# 在 CPU 环境下运行的 CIFAR-10 ResNet 训练笔记本
# 保持原有训练方式与精度，提供详细计时与日志输出

# 目录（按顺序运行）
# 1. 环境与依赖检查（CPU 运行）
# 2. 数据预处理与加载器（CPU 设置）
# 3. 模型定义：带残差块的 ResNet_CIFAR10
# 4. 训练与测试函数：详细日志与计时
# 5. 主程序：CPU 训练流程、学习率调度与模型保存
# 6. 附录：执行顺序说明


In [None]:
# 1. 环境与依赖检查（CPU 运行）
import time
import torch
import torch.nn as nn
import torch.optim as optim
from torch.utils.data import DataLoader
from torchvision import datasets, transforms
import numpy as np
import matplotlib.pyplot as plt  # 绘制训练曲线

# 强制使用CPU，在线平台通常无GPU
device = torch.device('cpu')
print(f"使用设备: {device}")
print(f"PyTorch 版本: {torch.__version__}")

# 设定随机种子，保证可复现
seed = 42
np.random.seed(seed)
torch.manual_seed(seed)
torch.backends.cudnn.deterministic = False  # CPU 无效，但保持显式


In [None]:
# 2. 数据预处理与加载器（CPU 设置）
# 使用与原脚本一致的增强：随机裁剪+水平翻转+标准化
transform = transforms.Compose([
    transforms.RandomCrop(32, padding=4),
    transforms.RandomHorizontalFlip(),
    transforms.ToTensor(),
    transforms.Normalize((0.4914, 0.4822, 0.4465), (0.2023, 0.1994, 0.2010))
])

# 下载/加载 CIFAR-10 数据集到 ./data 目录
train_dataset = datasets.CIFAR10(root='./data', train=True, download=True, transform=transform)
test_dataset = datasets.CIFAR10(root='./data', train=False, download=True, transform=transform)
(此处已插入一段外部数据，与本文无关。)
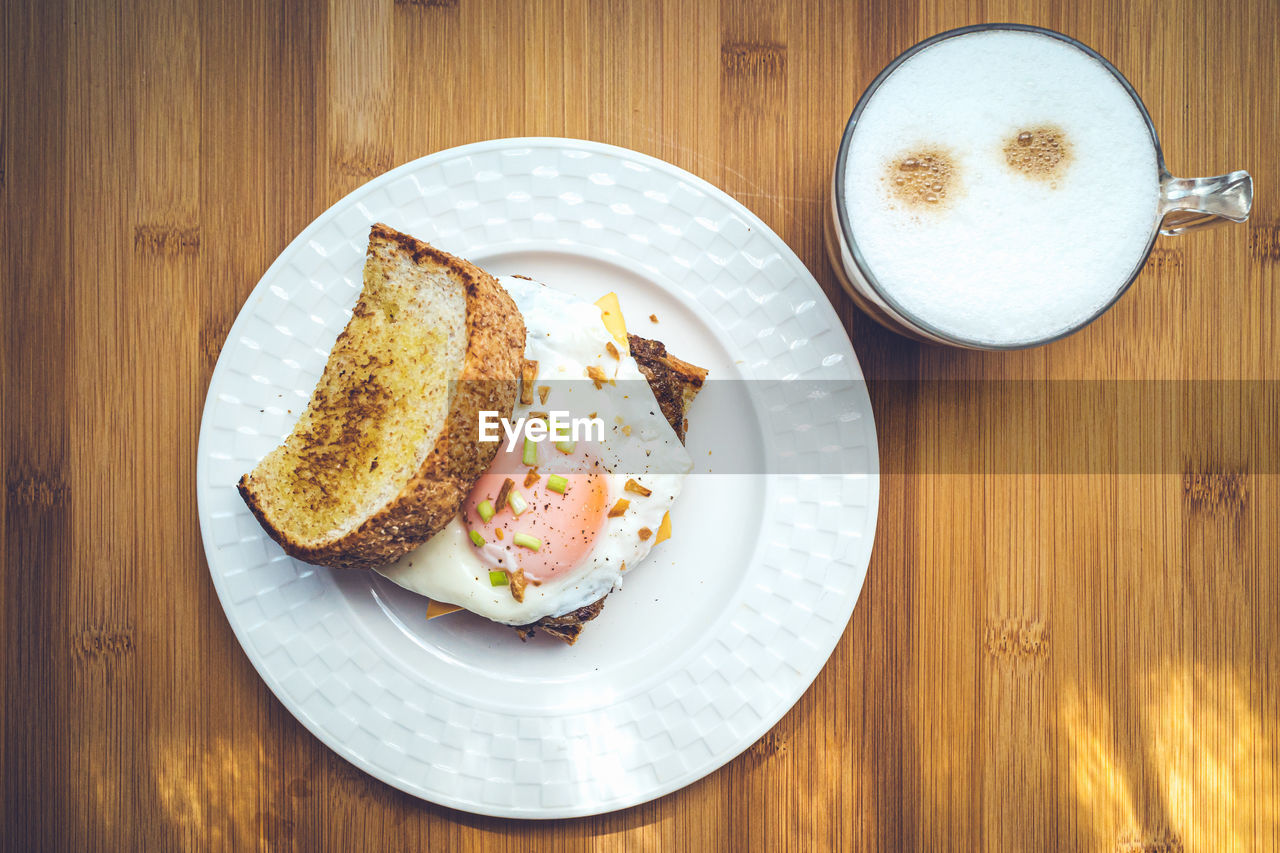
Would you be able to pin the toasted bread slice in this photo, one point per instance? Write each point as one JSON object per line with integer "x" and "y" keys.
{"x": 388, "y": 446}
{"x": 675, "y": 383}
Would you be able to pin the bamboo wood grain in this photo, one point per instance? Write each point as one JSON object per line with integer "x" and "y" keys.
{"x": 1038, "y": 660}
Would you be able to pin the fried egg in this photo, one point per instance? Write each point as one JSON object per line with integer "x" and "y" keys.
{"x": 563, "y": 539}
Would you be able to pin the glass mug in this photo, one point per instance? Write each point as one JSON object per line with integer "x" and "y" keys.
{"x": 1183, "y": 204}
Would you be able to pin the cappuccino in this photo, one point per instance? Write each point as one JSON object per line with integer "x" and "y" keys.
{"x": 1001, "y": 186}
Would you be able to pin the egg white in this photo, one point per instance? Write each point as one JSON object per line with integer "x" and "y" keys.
{"x": 565, "y": 336}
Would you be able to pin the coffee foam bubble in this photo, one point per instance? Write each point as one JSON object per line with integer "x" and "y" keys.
{"x": 1048, "y": 183}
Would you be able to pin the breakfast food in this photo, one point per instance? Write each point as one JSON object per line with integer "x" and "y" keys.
{"x": 388, "y": 446}
{"x": 551, "y": 528}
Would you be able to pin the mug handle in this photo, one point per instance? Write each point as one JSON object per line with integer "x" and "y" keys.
{"x": 1187, "y": 204}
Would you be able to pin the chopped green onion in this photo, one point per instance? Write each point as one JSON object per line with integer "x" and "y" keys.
{"x": 526, "y": 541}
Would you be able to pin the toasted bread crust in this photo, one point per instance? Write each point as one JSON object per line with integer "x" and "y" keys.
{"x": 675, "y": 383}
{"x": 430, "y": 498}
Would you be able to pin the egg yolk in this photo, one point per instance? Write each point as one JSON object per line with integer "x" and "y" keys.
{"x": 566, "y": 525}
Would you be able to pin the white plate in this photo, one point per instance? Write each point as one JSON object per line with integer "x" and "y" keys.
{"x": 713, "y": 638}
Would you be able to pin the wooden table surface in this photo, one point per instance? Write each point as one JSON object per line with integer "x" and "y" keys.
{"x": 1040, "y": 658}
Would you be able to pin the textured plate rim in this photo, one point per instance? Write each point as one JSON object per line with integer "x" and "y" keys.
{"x": 822, "y": 652}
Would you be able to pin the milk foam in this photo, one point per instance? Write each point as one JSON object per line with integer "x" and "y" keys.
{"x": 1005, "y": 258}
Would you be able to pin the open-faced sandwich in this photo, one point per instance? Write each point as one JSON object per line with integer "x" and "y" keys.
{"x": 513, "y": 475}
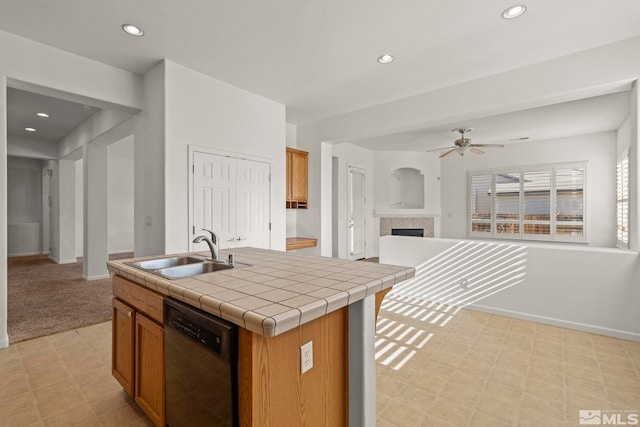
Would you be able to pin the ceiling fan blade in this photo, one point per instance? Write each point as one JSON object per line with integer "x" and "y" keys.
{"x": 440, "y": 149}
{"x": 447, "y": 153}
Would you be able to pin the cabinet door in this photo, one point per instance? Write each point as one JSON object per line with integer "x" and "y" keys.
{"x": 122, "y": 357}
{"x": 299, "y": 176}
{"x": 149, "y": 379}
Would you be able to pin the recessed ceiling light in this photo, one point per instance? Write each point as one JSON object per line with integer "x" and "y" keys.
{"x": 385, "y": 59}
{"x": 132, "y": 30}
{"x": 514, "y": 11}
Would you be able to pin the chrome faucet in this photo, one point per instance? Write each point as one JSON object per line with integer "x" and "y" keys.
{"x": 213, "y": 244}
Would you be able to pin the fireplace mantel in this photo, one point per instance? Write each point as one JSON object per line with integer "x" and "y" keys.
{"x": 404, "y": 213}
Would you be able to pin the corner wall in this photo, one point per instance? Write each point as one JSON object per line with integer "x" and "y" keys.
{"x": 206, "y": 112}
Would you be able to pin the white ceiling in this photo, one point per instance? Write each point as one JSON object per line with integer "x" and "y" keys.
{"x": 65, "y": 116}
{"x": 585, "y": 116}
{"x": 319, "y": 57}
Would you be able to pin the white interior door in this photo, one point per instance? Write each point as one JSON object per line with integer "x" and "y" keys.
{"x": 356, "y": 221}
{"x": 232, "y": 198}
{"x": 253, "y": 201}
{"x": 214, "y": 197}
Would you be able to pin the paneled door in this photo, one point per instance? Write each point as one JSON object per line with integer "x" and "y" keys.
{"x": 357, "y": 212}
{"x": 214, "y": 198}
{"x": 231, "y": 197}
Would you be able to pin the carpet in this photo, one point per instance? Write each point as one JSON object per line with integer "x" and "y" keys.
{"x": 45, "y": 298}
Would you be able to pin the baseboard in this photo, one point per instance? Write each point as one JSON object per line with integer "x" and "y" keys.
{"x": 616, "y": 333}
{"x": 100, "y": 277}
{"x": 26, "y": 254}
{"x": 4, "y": 341}
{"x": 64, "y": 261}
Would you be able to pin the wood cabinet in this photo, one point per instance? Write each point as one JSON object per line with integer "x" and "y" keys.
{"x": 297, "y": 176}
{"x": 273, "y": 392}
{"x": 138, "y": 346}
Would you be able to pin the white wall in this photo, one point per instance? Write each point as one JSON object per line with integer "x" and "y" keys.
{"x": 353, "y": 155}
{"x": 21, "y": 146}
{"x": 79, "y": 191}
{"x": 120, "y": 194}
{"x": 206, "y": 112}
{"x": 427, "y": 163}
{"x": 26, "y": 61}
{"x": 4, "y": 337}
{"x": 598, "y": 149}
{"x": 584, "y": 288}
{"x": 120, "y": 198}
{"x": 572, "y": 77}
{"x": 24, "y": 206}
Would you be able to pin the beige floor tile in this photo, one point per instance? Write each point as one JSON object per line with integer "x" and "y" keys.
{"x": 480, "y": 419}
{"x": 80, "y": 416}
{"x": 499, "y": 409}
{"x": 403, "y": 415}
{"x": 62, "y": 402}
{"x": 23, "y": 417}
{"x": 450, "y": 411}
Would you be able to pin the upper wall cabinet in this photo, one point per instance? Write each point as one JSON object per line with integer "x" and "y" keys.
{"x": 297, "y": 163}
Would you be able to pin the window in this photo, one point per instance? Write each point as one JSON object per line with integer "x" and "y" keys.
{"x": 533, "y": 203}
{"x": 622, "y": 202}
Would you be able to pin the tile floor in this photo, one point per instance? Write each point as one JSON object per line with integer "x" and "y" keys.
{"x": 64, "y": 380}
{"x": 464, "y": 369}
{"x": 438, "y": 366}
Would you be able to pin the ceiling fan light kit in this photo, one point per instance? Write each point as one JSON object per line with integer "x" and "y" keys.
{"x": 463, "y": 145}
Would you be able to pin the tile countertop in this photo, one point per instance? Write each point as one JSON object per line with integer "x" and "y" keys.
{"x": 277, "y": 292}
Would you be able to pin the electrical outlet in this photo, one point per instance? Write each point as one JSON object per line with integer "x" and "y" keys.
{"x": 306, "y": 357}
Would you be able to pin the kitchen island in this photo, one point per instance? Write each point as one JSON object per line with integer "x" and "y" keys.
{"x": 282, "y": 301}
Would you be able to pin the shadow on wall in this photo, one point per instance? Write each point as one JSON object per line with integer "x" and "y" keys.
{"x": 442, "y": 286}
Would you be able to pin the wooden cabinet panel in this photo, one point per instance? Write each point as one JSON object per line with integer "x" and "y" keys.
{"x": 122, "y": 350}
{"x": 140, "y": 298}
{"x": 138, "y": 346}
{"x": 149, "y": 377}
{"x": 273, "y": 392}
{"x": 297, "y": 178}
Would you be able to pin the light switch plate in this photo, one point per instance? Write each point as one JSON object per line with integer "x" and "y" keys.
{"x": 306, "y": 357}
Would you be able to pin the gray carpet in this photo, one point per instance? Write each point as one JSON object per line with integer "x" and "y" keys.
{"x": 45, "y": 298}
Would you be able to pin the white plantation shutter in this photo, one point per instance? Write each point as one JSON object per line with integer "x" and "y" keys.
{"x": 622, "y": 202}
{"x": 537, "y": 203}
{"x": 480, "y": 204}
{"x": 570, "y": 202}
{"x": 533, "y": 203}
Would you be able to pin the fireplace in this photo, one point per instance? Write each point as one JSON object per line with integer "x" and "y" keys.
{"x": 414, "y": 232}
{"x": 409, "y": 226}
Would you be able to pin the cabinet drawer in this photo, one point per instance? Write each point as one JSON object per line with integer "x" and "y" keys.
{"x": 142, "y": 299}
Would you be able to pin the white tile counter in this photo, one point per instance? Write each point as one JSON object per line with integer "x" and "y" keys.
{"x": 277, "y": 291}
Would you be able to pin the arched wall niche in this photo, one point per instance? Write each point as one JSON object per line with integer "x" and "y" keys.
{"x": 406, "y": 188}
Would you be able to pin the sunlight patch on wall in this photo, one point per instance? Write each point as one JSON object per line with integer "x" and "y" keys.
{"x": 442, "y": 286}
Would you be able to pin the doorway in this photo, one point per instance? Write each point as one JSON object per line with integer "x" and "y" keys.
{"x": 356, "y": 222}
{"x": 231, "y": 196}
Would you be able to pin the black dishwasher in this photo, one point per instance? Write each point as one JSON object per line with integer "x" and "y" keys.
{"x": 201, "y": 367}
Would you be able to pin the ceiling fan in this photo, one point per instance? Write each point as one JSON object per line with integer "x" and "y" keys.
{"x": 464, "y": 145}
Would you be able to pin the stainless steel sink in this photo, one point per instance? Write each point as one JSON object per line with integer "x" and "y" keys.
{"x": 191, "y": 270}
{"x": 155, "y": 264}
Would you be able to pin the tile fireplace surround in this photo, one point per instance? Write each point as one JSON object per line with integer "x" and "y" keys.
{"x": 386, "y": 224}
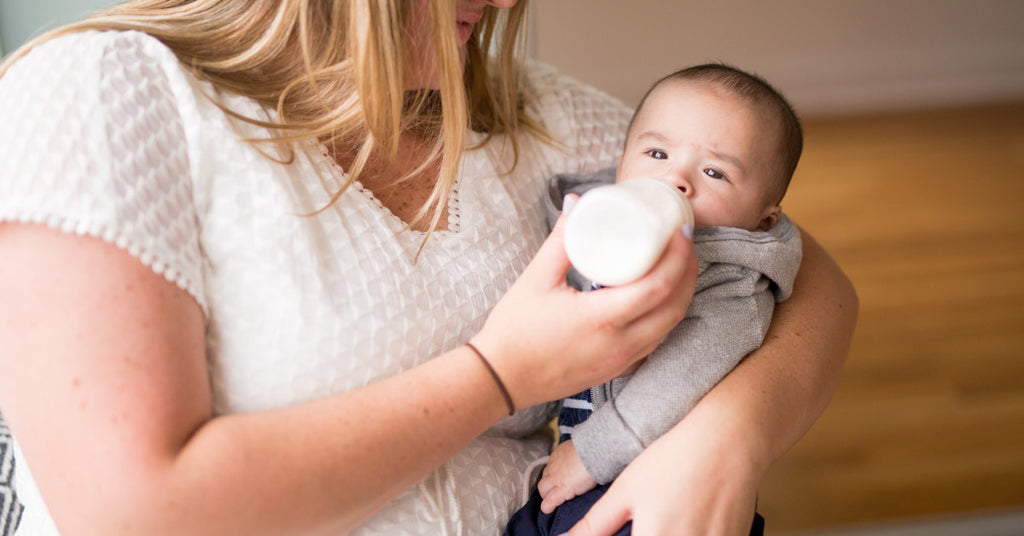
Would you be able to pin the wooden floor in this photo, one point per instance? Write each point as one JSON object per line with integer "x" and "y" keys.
{"x": 926, "y": 213}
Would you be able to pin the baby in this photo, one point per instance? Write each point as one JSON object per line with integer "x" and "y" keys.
{"x": 729, "y": 142}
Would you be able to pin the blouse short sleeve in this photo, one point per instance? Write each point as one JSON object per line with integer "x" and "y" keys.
{"x": 92, "y": 142}
{"x": 589, "y": 123}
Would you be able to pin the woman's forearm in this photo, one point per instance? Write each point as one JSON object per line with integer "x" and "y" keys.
{"x": 776, "y": 393}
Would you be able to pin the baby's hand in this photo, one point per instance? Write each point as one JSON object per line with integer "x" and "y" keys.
{"x": 563, "y": 479}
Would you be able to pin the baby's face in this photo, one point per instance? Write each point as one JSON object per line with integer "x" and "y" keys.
{"x": 714, "y": 147}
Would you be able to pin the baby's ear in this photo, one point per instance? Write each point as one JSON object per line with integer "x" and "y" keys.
{"x": 769, "y": 217}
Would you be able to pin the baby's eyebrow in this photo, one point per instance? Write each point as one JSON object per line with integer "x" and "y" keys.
{"x": 653, "y": 135}
{"x": 730, "y": 159}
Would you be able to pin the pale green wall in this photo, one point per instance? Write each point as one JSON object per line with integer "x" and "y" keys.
{"x": 20, "y": 19}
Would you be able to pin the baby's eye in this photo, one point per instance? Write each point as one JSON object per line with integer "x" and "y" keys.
{"x": 714, "y": 173}
{"x": 657, "y": 154}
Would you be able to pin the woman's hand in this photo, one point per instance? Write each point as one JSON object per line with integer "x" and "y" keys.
{"x": 547, "y": 340}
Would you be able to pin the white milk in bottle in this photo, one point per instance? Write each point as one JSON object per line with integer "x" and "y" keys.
{"x": 615, "y": 233}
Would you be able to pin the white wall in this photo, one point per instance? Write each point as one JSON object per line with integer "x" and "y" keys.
{"x": 828, "y": 56}
{"x": 20, "y": 19}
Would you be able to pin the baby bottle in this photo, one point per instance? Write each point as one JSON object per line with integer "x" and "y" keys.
{"x": 615, "y": 233}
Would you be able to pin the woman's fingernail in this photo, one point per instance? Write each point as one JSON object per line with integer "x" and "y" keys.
{"x": 567, "y": 203}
# DataLoader：在线平台兼容性，num_workers=0，pin_memory=False（CPU）
batch_size = 128
train_loader = DataLoader(train_dataset, batch_size=batch_size, shuffle=True, num_workers=0, pin_memory=False)
test_loader = DataLoader(test_dataset, batch_size=batch_size, shuffle=False, num_workers=0, pin_memory=False)

print(f"训练集大小: {len(train_dataset)}, 测试集大小: {len(test_dataset)}")
print(f"批量大小: {batch_size}, 迭代步数/epoch: {len(train_loader)}")


In [None]:
# 3. 模型定义：带残差块的 ResNet_CIFAR10
class ResidualBlock(nn.Module):
    """基本残差块：两层3x3卷积 + 可选1x1 shortcut，用于对齐通道/步幅"""
    def __init__(self, in_channels, out_channels, stride=1):
        super().__init__()
        self.conv1 = nn.Conv2d(in_channels, out_channels, kernel_size=3, stride=stride, padding=1, bias=False)
        self.bn1 = nn.BatchNorm2d(out_channels)
        self.relu = nn.ReLU(inplace=True)
        self.conv2 = nn.Conv2d(out_channels, out_channels, kernel_size=3, stride=1, padding=1, bias=False)
        self.bn2 = nn.BatchNorm2d(out_channels)

        # 若步幅或通道不一致，使用1x1卷积调整shortcut形状
        self.shortcut = nn.Sequential()
        if stride != 1 or in_channels != out_channels:
            self.shortcut = nn.Sequential(
                nn.Conv2d(in_channels, out_channels, kernel_size=1, stride=stride, bias=False),
                nn.BatchNorm2d(out_channels)
            )

    def forward(self, x):
        residual = self.shortcut(x)
        out = self.conv1(x)
        out = self.bn1(out)
        out = self.relu(out)
        out = self.conv2(out)
        out = self.bn2(out)
        out += residual
        out = self.relu(out)
        return out


class ResNetCIFAR10(nn.Module):
    """四个stage的简化 ResNet：通道 64/128/256/512，对应 stride 1/2/2/2"""
    def __init__(self, num_classes=10):
        super().__init__()
        self.in_channels = 64
        self.conv1 = nn.Conv2d(3, 64, kernel_size=3, stride=1, padding=1, bias=False)
        self.bn1 = nn.BatchNorm2d(64)
        self.relu = nn.ReLU(inplace=True)
        self.layer1 = self._make_layer(64, num_blocks=2, stride=1)
        self.layer2 = self._make_layer(128, num_blocks=2, stride=2)
        self.layer3 = self._make_layer(256, num_blocks=2, stride=2)
        self.layer4 = self._make_layer(512, num_blocks=2, stride=2)
        self.avg_pool = nn.AdaptiveAvgPool2d((1, 1))
        self.fc = nn.Linear(512, num_classes)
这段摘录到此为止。